Pangolin is an automatic SQL injection penetration testing tool developed by NOSEC. Its goal is to detect and take advantage of SQL injection vulnerabilities on web applications. Once it detects one or more SQL injections on the target host, the user can choose among a variety of options to perform an extensive back-end database management system fingerprint, retrieve DBMS session user and database, enumerate users, password hashes, privileges, databases, dump entire or user's specific DBMS tables/columns, run his own SQL statement, read specific files on the file system and more.
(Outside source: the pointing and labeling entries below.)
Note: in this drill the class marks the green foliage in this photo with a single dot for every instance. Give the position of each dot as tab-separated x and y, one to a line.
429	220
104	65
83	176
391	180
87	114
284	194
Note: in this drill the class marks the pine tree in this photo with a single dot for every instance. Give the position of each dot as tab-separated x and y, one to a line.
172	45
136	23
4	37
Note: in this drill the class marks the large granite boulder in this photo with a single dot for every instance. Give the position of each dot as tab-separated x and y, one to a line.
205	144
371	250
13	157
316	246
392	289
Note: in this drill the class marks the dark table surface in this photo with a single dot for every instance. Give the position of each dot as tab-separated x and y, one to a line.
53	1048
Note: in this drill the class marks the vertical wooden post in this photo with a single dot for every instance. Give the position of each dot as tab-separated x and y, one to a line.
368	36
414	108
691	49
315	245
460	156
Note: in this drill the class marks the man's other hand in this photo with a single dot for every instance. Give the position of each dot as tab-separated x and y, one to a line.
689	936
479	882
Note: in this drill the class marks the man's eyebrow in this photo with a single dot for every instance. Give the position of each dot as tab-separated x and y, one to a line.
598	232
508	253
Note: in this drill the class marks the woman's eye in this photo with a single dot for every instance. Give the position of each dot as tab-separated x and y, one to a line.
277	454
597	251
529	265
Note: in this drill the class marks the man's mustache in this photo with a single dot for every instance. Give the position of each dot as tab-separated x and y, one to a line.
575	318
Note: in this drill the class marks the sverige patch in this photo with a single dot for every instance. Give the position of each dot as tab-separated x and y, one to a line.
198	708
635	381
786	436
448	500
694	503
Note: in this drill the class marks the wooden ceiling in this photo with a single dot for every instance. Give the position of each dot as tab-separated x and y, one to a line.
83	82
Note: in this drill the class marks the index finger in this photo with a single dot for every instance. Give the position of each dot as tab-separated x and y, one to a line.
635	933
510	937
More information please visit here.
Access
DB2
Informix
MSSQL 2000 with Error
MSSQL 2000 Blind
MSSQL 2005 with Error
MSSQL 2005 Blind
Mysql
Oracle
PostgreSQL
Sqlite3
Sybase
Configuration Save
Bypass firewall advance mode
Report Export

Netword & Media resources:
PANGOLIN: Automatización de inyección SQL（Spanish） http://www.hacktimes.com/?q=node/57
Scanning an Oracle-based website with Pangolin (Flash)
http://www.red-database-security.com/vi ... ideos.html
Web Application Testing with Pangolin (Video & Screenshot)
http://blog.red-database-security.com/2 ... hot/print/
http://down2.nosec.org/pangolin_free_ed ... .0.937.rar

[DanielG]

lol spam fail.

In the screenshot you can see the titlebar say "maded by", wow if you can't even spell i'm not gonna trust your program.